@carlsbad2
Exactly. Most audio/video protocols are based on UDP. More they are real-time, more they use fast protocols which cannot permit to make any check.
TCP/IP controls correctness of every packet and the order in which packets are received. Every x packets, an "OK" packets is sent back to the origin, stating trasmission is ok, delete old packets in buffers and to go on with new packets. Otherwise a "request" to retransmit is sent back is a packet is faulty or missing. All this is expensive and heavily compromizing for the quality requested to a simply phone call. This dialog is between the origin and the end point, crossing all intermediate routers/switches and any communication equipment.
UDP instead does not control any packet, does not control any flow. If a packet is missing or faulty, it's simply gone. It's better to skip it instead of requesting it again.
Every commercial transaction, every printer dialog, any USB disk uses the TCP/IP protocols.
The most of audio/video quality communications use UDP protocols.

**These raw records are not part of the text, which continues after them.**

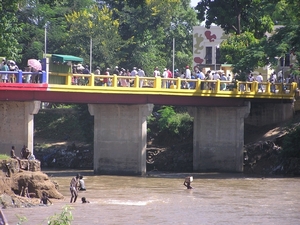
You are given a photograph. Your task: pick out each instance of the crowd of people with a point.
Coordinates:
(187, 75)
(8, 65)
(25, 154)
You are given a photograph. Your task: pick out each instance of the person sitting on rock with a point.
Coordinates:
(83, 199)
(74, 188)
(25, 152)
(45, 199)
(81, 184)
(31, 156)
(187, 183)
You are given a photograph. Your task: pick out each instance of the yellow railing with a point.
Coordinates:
(173, 86)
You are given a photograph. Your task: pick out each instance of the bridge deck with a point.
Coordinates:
(147, 90)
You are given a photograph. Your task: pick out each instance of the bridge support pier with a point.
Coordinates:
(120, 138)
(16, 125)
(218, 138)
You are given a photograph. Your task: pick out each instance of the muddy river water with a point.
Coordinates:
(161, 198)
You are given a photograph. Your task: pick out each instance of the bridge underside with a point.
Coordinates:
(131, 99)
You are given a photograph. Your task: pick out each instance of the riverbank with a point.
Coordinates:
(64, 148)
(162, 199)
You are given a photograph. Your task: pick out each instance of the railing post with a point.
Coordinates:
(217, 86)
(115, 81)
(198, 84)
(137, 81)
(19, 77)
(268, 88)
(69, 79)
(254, 87)
(178, 83)
(157, 83)
(92, 80)
(43, 78)
(236, 87)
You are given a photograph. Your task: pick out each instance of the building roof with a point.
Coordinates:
(66, 58)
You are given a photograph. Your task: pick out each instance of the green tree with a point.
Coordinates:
(33, 15)
(148, 26)
(237, 16)
(9, 46)
(95, 24)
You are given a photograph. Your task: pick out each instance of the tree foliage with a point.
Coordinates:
(97, 25)
(238, 15)
(9, 30)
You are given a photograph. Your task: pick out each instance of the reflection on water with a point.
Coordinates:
(162, 199)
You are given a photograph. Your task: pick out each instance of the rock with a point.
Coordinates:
(21, 188)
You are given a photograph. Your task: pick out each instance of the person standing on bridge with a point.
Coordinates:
(74, 188)
(4, 76)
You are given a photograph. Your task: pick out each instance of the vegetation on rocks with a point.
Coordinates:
(170, 142)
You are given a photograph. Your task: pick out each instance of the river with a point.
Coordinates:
(161, 198)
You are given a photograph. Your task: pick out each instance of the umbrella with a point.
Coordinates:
(34, 63)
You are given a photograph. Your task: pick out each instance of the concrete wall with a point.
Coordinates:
(218, 138)
(120, 138)
(16, 125)
(269, 113)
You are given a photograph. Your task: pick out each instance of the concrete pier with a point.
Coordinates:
(120, 138)
(262, 114)
(16, 125)
(218, 138)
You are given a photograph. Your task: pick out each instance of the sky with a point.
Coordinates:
(194, 3)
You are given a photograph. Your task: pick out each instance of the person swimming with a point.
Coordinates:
(83, 199)
(187, 182)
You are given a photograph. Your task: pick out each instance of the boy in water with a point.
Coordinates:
(74, 188)
(45, 199)
(81, 184)
(187, 182)
(83, 199)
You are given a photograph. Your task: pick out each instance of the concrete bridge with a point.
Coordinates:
(120, 113)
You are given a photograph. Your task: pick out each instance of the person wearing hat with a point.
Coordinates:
(106, 81)
(4, 76)
(188, 74)
(97, 79)
(116, 71)
(74, 188)
(156, 72)
(165, 76)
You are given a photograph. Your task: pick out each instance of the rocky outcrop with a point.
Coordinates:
(264, 158)
(23, 188)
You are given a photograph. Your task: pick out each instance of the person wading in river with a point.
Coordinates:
(74, 188)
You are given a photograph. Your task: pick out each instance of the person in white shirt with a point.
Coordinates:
(188, 74)
(134, 72)
(141, 74)
(165, 75)
(156, 72)
(259, 79)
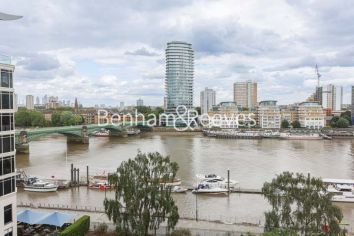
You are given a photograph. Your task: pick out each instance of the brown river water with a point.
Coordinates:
(251, 162)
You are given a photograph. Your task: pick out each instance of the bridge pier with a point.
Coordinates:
(83, 138)
(22, 145)
(22, 148)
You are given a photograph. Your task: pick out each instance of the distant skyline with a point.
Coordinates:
(70, 49)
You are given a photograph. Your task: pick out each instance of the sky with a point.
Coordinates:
(112, 51)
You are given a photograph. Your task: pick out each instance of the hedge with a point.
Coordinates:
(78, 228)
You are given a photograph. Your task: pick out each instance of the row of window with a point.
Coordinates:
(6, 78)
(6, 121)
(7, 143)
(7, 186)
(6, 100)
(7, 214)
(7, 165)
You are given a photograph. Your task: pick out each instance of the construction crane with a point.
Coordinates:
(318, 76)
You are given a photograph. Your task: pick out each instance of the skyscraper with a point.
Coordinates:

Just to make it more clear, a packet coming from a whatever source (TIDAL, qobuz, etc) needs at least 25 ms in the best situation, and more than 100ms in a normal situation. So what you are playing is something sent to you a lot of milliseconds before. Using UDP, you receive a constant stream, with a very regular flow. Using TCP/IP you will freeze the sound every X packets, and also when ask to resend a packet. This latter situation is totally unnoticeable in a commercial transaction, but would be a disaster feeding a DAC. Of course you may use very large buffers, but starts to be a file transfer more than a streaming.